My ancestors on my father's side came from a place called Trois Rivieres, in Quebec, Canada. My last name, Dupuis, is quite common there, as it also is in Louisiana, and in the area around New Bedford, Massachusetts, where my father was born.

And it goes without saying that it's a very common name in France: the seducer of Emma Bovary in Gustave Flaubert's most famous novel was a Leon Dupuis. I met a man years ago who shared my surname, and he informed me that the French city of Loudun, where they burned witches in 1634, is the family's ancestral hub. We Dupuis (Dupuises? I've never been able to sort that out) have even bumped into the movies: the next time you rent Steel Magnolias, take note of the fact that Darryl Hannah's ex-boyfriend in the film is a Jasper Dupuis. We're all over the place, usually somewhere in the background.

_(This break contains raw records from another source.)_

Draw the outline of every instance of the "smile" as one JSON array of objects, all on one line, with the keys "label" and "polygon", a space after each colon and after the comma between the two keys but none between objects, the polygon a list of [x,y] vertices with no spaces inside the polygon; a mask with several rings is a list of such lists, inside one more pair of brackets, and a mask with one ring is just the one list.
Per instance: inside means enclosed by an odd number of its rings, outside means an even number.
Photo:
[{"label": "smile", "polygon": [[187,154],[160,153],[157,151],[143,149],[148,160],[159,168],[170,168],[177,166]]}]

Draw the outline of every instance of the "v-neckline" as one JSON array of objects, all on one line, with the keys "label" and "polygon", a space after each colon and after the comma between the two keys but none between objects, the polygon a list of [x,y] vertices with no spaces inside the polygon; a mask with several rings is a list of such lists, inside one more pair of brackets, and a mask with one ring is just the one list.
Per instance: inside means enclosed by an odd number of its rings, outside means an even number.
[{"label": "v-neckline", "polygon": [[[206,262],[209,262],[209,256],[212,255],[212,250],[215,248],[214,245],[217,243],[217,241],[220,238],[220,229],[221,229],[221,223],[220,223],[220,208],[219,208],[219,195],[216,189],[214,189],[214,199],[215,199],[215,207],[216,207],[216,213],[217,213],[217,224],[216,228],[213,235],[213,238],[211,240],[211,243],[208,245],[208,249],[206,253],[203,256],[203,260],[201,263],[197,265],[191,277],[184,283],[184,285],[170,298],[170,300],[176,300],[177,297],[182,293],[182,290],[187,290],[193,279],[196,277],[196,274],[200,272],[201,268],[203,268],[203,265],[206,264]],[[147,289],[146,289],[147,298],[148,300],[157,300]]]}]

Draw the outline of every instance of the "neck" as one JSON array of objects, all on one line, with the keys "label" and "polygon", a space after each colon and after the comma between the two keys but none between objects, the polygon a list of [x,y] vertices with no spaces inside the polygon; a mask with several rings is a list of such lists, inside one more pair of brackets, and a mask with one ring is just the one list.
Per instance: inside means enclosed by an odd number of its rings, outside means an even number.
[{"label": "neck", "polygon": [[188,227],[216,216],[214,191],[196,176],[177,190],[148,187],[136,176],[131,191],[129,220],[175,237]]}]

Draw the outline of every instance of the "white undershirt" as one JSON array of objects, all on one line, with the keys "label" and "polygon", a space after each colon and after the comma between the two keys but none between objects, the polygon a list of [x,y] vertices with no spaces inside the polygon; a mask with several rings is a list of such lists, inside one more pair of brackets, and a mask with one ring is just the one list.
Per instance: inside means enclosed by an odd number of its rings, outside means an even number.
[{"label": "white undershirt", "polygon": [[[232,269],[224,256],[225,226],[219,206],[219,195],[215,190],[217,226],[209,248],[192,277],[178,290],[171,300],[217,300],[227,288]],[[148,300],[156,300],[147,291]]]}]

But sometimes I wish my name were Sam Huck or Bruce Springsteen. The only place anyone ever got it right on the first try was Paris, where a hotel desk clerk greeted me cheerfully as "Monsieur Dupuis," pronouncing it not only correctly but with the elegant labio-dental slide that it's supposed to have.

People on this side of the pond, even people I've known for a while, have trouble either pronouncing it or spelling it or both. My friend Jennifer, who handles media calls for San Diego County Supervisor Diane Jacob, was jotting down my name just this morning. Admittedly, Jennifer and I hadn't spoken on the phone for a while, but she asked me, "So...it's spelled 'D-U-P-R-I-S,' right?" I corrected her. "There's no 'r' in it." (You're not alone, Jennifer. I've told hundreds of people that there's no 'r" in it.)

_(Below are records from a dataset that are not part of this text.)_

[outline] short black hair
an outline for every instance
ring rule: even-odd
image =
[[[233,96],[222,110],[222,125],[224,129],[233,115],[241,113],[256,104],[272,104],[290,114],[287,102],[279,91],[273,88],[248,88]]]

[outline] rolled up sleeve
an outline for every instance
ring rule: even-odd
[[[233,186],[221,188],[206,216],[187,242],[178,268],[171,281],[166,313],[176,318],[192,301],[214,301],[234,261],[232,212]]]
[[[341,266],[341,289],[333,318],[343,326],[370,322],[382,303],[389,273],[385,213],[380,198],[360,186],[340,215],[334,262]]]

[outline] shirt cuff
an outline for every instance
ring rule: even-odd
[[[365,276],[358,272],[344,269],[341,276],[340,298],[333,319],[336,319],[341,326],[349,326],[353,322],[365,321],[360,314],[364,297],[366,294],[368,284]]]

In 2005 I got married again. (I'm since divorced again.) At the wedding reception I informed our guests that my wife was going to keep her surname, "Blake." This isn't because I've become some Alan Alda feminist. Mostly it had to do with logistics. "She offered to take my name," I explained, "but in view of what I've had to put up with all my life, having a French surname that most of my fellow Americans can neither pronounce nor spell, I decided I didn't want to put her through that."

That was only part of the story, of course. My ex-wife ran a real-estate  business, and changing all of her business-brandings to read "Dupuis" rather than "Blake" would have cost a lot of money that we could just as easily spend on a Greek island cruise.

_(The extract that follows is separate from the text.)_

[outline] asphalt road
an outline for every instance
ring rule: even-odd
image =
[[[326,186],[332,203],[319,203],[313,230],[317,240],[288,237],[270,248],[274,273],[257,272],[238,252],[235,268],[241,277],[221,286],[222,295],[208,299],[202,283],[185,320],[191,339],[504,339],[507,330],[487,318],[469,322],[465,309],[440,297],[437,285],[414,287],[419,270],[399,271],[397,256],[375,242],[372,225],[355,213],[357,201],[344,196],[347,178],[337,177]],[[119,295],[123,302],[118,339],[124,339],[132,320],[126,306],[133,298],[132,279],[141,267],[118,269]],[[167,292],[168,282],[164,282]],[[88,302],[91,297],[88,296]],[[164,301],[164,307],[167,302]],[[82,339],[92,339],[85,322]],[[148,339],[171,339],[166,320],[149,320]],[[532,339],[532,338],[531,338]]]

There is one area where having a gnarly last name has worked to my advantage: dealing with telemarketers. It's a dandy 'flag' for identifying uninvited and unwelcome telephone calls. If my phone rings and the person on the other end wants to speak to "Mr. Dew-pewis" or "Mr. Dew-pew" or "Mr. Dew-pwah," the chances are very good that that person doesn't know me and wants to sell me something. I mean, if they knew me, they'd know how to pronounce my name, right? Call me up looking for Mr. Dew-pewis, and all you're going to hear in reply is a really loud click.

I have thought of moving, either to Quebec or to France, just so this won't be so much of a problem. (Since I don't like hot, sticky weather, Louisiana never was an option, and that state's bad luck with hurricanes makes me even less inclined to move there.) But of course in Canada or France I'd just be another Tom, Dick or Jean-Louis in the crowd. Here at home, having a slightly off-the-wall last name gives me a certain cachet---I once showed up wearing a beret to cover a speech at a Rotary Club meeting, and the rotarians gave me a round of applause, for being properly costumed, I would guess. People sometimes ask me if I speak French. I don't, but my father did. (When my father was in the Coast Guard in the 1930s, he was "Frenchy" on every ship on which he served. But of course those were the pre-Political Correctness days when ethnic nicknames weren't forbidden by the protocols of cultural sensitivity.)

I have also thought, naturally, of legally changing the name to something a bit more anglophone, if only for convenience's sake. Perhaps if I were 21 again, just starting out in the business, ambitious and in want of a real snappy-sounding by-line, I might. Maybe I'd be "J.D. Hawk," a great by-line if ever I heard one. But I happen to have a friend who's already using that name. No, I think I'll just stick with Dupuis until the bell rings. I know how to spell and pronounce it, and teaching others to do so can be a great ice-breaker ("That's 'D,U, P as in Paul, U, I, S as in Sam,' " I've been saying on the phone for years.)

As for telemarketers, let the caller beware. I have a few choice names for them, too.